Nous allons tenter de mettre en relief les thèmes centraux de ce concept de personne en nous appuyant sur le modèle théorique d'Emmanuel Mounier, repris par Michel Richard 1031 . La personne ne peut se réduire à une structure qui requiert une catégorisation, car elle est avant tout mouvement, l’"affirmation d'une réalité mobile et progressive qui se découvre, s'enrichit et gagne en autorité intérieure" 1032 . Elle est transcendante car elle n'est pas réductible aux déterminismes : "la transcendance est cette richesse productrice d'un soi en constante tension avec lui-même et en perpétuel affrontement avec autrui et la réalité sociale" 1033 . La personne est libre : "la primauté de la qualité d'être de la personne postule en premier lieu sa liberté ... Elle est une conquête, ce qui fait dire à Mounier que nous sommes plus libérables que libres". La personne est corporelle : "l'existence subjective suppose la reconnaissance de l'existence corporelle, ce mouvement par lequel nous nous reconnaissons appartenir au monde de la matière s'appelle assumer, c'est à dire qu'il s'agit, pour l'être personnel, d'harmoniser tout ce qu'il y a en lui de pesanteur, d'instinct et d'irrationnel afin que le monde de la matière qui lui paraissait extérieur devienne l'œuvre de la personne" 1034 . L’individu humain n’est pas seulement le croisement de matière et d’idées, mais un tout indissociable dont l’unité prime parce qu’elle est enracinée dans une réalité qui la dépasse, la transcende. Mais cet au-delà, cet absolu de la personne à l’intérieur d ‘elle-même, déjà mis en exergue par Saint Augustin il y a quelques siècles 1035 , ne coupe pas l’homme ni du monde ni des autres hommes, mais au contraire nourrit cette relation au monde et aux autres.

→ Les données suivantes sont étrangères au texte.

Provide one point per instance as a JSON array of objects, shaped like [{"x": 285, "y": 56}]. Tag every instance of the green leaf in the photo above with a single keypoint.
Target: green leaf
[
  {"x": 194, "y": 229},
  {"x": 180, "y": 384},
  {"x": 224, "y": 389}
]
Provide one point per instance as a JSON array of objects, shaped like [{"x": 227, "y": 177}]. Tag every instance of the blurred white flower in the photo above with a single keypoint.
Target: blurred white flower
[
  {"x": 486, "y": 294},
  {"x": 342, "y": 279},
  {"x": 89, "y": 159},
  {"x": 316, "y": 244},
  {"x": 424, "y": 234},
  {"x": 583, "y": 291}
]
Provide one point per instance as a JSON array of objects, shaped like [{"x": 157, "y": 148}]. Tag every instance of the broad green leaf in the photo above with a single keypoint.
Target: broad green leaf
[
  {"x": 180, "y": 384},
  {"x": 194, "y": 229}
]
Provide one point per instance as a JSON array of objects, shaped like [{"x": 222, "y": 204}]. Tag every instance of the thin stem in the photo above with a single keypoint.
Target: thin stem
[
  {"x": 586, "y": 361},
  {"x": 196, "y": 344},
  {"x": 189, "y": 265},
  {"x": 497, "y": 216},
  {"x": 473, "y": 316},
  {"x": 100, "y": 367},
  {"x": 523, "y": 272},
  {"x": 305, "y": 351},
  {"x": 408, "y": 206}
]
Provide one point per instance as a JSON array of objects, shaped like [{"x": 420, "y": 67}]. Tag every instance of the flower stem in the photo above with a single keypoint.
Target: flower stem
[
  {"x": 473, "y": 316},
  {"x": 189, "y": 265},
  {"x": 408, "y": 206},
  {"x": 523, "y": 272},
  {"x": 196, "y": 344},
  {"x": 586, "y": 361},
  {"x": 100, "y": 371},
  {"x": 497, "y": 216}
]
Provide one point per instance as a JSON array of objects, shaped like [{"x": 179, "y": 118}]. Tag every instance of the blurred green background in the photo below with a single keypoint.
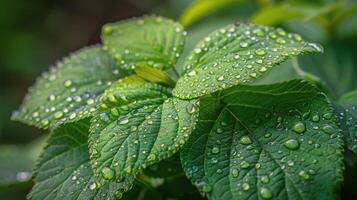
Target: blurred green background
[{"x": 34, "y": 34}]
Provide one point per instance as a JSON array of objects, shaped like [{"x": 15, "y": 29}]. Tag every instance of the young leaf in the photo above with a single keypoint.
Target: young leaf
[
  {"x": 148, "y": 41},
  {"x": 68, "y": 92},
  {"x": 138, "y": 125},
  {"x": 237, "y": 54},
  {"x": 275, "y": 141},
  {"x": 65, "y": 171},
  {"x": 347, "y": 113}
]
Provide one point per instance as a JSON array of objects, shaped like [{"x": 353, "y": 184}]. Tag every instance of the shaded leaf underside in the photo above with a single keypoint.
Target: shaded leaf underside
[
  {"x": 138, "y": 125},
  {"x": 64, "y": 168},
  {"x": 246, "y": 147},
  {"x": 69, "y": 91}
]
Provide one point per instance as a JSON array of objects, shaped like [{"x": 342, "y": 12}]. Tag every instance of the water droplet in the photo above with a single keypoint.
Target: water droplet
[
  {"x": 107, "y": 30},
  {"x": 124, "y": 121},
  {"x": 58, "y": 115},
  {"x": 23, "y": 176},
  {"x": 292, "y": 144},
  {"x": 299, "y": 127},
  {"x": 221, "y": 78},
  {"x": 93, "y": 186},
  {"x": 52, "y": 97},
  {"x": 304, "y": 175},
  {"x": 215, "y": 150},
  {"x": 191, "y": 108},
  {"x": 244, "y": 164},
  {"x": 72, "y": 116},
  {"x": 297, "y": 37},
  {"x": 90, "y": 101},
  {"x": 265, "y": 193},
  {"x": 108, "y": 173},
  {"x": 315, "y": 118},
  {"x": 128, "y": 170},
  {"x": 280, "y": 41},
  {"x": 327, "y": 116},
  {"x": 197, "y": 50},
  {"x": 192, "y": 73},
  {"x": 244, "y": 44},
  {"x": 260, "y": 52},
  {"x": 245, "y": 140},
  {"x": 35, "y": 114},
  {"x": 45, "y": 122},
  {"x": 206, "y": 188}
]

Emmanuel Mounier n’est pas le seul représentant du personnalisme, comme il l’indique lui-même dans son schéma des fondements de ce courant, et son aîné, Jacques Maritain, qui a contribué au renouveau de la pensée de Saint Thomas d’Aquin et qu’à ce titre on qualifie de néo-thomiste, a largement inspiré son chemin philosophique, en réconciliant dans le concept de personne les dimensions d’essence et d’existence : "L'homme est une personne, qui se tient elle-même en main par son intelligence et sa volonté. L'homme n'existe pas purement comme être de la nature. Il y a en lui une existence plus riche et plus noble : la surexistence spirituelle de connaissance et d'amour. Il est ainsi, à un certain titre, un tout et non simplement une partie ; il est un univers à lui-même, un microcosme dans lequel le grand univers peut être embrassé par la connaissance" 1036 . Dans une perspective métaphysique, Maritain distinguait, dans les concepts d’individu et de personne, deux modes de présence à soi et au monde, le premier « fragment de matière », subissant les lois de l’univers, et le second, en capacité de s’élever et de dominer les déterminismes du monde. Il dénonçait ainsi « l’individualisme moderne » à l’origine de la confusion entre individu et personne, prédisant l’aliénation de l’individu au tout social, qui pouvait conduire à la mort même de la démocratie : « Dans l’ordre social, la cité moderne sacrifie la personne à l’individu ; elle donne à l’individu le suffrage universel, l’égalité des droits, la liberté d’opinion, et elle livre la personne, isolée, nue, sans aucune armature sociale qui la soutienne et la protège, à toutes les puissances dévoratrices qui menacent la vie de l’âme, aux actions et réactions impitoyables des intérêts et des appétits en conflit, aux exigences infinies de la matière à fabriquer et à utiliser » 1037 .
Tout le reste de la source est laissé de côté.